His research interests were in the fields of "data visualization, computer networking, machine learning, data mining, time series, statistical modeling, visual perception, environmental science, and seasonal adjustment." Cleveland is credited with defining and naming the field of data science, which he did in a 2001 publication.

== Retirement and death ==
Cleveland retired in 2025. He died on March 27, 2026, at the age of 83.

== Honors and awards ==
Cleveland received the Wilcoxon Award from Technometrics in 1975 and 1977. He received the Youden Prize from Technometrics in 1987 along with Richard A. Becker at Bell Labs for their paper Brushing scatterplots.

In 1982 he was elected as a Fellow of the American Statistical Association.

He was named the National Statistician of the Year, Chicago chapter of the American Statistical Association in 1996. In 2016, Cleveland received the Lifetime Achievement Award in Graphics and Computing from the American Statistical Association, and the Parzen Prize for Statistical Innovation from Texas A&M University.
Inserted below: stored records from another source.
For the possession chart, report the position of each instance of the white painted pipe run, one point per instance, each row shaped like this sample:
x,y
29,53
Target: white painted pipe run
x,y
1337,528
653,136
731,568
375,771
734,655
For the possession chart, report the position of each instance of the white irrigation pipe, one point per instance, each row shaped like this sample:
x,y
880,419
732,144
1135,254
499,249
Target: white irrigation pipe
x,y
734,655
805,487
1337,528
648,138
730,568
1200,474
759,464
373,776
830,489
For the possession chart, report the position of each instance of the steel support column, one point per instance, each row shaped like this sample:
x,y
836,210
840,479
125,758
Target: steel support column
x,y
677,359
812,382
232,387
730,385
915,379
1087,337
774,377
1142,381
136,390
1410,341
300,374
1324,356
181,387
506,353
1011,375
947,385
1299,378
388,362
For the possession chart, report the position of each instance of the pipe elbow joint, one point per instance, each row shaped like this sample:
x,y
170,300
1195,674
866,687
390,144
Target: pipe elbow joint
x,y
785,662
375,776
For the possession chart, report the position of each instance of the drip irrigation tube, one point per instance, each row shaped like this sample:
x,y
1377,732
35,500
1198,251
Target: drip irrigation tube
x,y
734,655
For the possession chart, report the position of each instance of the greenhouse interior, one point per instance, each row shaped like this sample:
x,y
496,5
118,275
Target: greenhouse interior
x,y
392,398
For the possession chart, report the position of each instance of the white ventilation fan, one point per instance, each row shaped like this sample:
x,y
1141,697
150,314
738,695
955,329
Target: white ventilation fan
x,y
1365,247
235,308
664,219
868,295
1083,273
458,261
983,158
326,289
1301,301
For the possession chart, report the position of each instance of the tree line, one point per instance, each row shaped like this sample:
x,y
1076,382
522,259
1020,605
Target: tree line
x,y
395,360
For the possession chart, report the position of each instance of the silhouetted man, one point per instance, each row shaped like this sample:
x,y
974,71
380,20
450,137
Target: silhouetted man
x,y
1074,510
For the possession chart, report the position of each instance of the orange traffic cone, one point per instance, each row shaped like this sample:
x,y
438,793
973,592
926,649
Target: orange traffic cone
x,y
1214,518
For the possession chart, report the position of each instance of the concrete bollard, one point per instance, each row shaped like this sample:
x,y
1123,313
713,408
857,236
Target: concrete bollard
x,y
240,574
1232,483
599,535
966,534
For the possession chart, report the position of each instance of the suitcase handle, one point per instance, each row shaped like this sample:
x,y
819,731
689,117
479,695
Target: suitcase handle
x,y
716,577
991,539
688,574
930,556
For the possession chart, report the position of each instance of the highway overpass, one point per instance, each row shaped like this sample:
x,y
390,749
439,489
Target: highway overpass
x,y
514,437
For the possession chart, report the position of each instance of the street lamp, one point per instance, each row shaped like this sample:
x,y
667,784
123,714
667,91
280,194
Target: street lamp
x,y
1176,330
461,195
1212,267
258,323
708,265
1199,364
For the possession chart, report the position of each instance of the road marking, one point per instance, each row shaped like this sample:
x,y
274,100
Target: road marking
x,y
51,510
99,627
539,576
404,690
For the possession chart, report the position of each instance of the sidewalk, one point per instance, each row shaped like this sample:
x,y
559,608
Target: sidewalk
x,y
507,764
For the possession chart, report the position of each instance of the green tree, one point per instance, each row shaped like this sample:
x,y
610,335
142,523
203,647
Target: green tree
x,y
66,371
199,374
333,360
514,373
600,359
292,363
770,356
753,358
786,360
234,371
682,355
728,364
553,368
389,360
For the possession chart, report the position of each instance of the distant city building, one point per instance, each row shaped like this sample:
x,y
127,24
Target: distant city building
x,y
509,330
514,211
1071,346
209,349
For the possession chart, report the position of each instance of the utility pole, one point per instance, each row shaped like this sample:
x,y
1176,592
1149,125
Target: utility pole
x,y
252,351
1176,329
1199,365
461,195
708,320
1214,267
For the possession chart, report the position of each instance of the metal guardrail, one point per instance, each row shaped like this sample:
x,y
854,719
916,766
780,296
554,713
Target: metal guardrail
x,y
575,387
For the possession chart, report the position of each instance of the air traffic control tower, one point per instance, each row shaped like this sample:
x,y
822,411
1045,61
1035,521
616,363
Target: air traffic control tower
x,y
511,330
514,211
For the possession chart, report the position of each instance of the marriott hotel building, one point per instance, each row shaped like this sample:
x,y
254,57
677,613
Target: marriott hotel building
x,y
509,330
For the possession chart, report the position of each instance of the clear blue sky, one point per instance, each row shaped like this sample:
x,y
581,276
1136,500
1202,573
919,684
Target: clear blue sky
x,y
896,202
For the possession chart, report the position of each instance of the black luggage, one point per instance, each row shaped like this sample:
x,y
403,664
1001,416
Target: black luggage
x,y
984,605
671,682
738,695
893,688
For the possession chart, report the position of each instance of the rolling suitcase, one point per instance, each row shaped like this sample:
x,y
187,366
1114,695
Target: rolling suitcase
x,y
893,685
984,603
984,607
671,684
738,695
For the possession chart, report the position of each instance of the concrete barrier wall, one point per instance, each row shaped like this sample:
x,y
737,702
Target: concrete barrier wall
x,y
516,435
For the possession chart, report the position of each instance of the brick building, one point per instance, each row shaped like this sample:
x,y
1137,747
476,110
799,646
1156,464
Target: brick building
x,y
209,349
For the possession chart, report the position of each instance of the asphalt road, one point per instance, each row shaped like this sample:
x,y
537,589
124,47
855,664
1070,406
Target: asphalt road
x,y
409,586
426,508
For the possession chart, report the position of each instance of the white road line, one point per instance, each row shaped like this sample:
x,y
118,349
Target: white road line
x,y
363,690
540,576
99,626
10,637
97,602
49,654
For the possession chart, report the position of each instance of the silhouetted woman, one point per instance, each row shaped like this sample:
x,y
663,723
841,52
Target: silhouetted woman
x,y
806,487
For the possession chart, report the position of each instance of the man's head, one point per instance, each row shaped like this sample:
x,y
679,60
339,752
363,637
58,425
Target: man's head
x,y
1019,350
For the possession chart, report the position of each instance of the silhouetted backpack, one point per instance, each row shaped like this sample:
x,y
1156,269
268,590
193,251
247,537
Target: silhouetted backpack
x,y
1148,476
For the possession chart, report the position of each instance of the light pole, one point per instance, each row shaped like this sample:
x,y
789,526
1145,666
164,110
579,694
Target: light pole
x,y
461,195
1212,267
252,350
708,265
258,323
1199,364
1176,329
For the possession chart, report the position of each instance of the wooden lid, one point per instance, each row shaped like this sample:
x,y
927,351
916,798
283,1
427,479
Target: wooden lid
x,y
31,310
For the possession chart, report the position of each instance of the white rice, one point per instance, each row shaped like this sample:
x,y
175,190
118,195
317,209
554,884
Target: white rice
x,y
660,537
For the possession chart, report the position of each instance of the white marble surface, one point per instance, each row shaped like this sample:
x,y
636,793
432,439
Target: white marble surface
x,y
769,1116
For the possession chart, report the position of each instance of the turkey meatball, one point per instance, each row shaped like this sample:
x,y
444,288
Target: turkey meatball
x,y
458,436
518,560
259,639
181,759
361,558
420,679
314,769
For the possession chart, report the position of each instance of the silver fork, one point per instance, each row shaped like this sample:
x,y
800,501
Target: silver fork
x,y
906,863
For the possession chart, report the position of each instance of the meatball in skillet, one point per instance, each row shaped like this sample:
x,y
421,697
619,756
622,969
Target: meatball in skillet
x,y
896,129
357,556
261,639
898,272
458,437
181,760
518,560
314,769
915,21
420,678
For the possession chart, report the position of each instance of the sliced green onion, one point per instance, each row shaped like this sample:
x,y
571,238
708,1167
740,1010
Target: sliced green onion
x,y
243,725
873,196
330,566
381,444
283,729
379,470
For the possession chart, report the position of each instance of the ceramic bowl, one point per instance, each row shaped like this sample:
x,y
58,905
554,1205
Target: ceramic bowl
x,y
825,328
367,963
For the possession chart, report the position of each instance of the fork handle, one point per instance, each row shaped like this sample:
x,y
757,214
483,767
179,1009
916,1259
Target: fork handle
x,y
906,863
In 2021, he was awarded an honorary doctorate by Hasselt University.

== Bibliography ==
=== Books ===
- Cleveland, William S. The elements of graphing data. Monterey, CA: Wadsworth Advanced Books and Software, 1985.
- Cleveland, William S. (1988). "Dynamic graphics for statistics"
- Cleveland, William S. Visualizing data. Hobart Press, 1993.

=== Selected publications ===
- Cleveland, William S. "Robust locally weighted regression and smoothing scatterplots." Journal of the American statistical association 74.368 (1979): 829–836.
- Cleveland, William S., and Robert McGill. "Graphical perception: Theory, experimentation, and application to the development of graphical methods." Journal of the American statistical association 79.387 (1984): 531–554.
- Cleveland, William S., and Susan J. Devlin. "Locally weighted regression: an approach to regression analysis by local fitting." Journal of the American Statistical Association 83.403 (1988): 596–610.
- Cleveland, William S., Eric Grosse, and William M. Shyu. "Local regression models." Statistical models in S (1992): 309–376.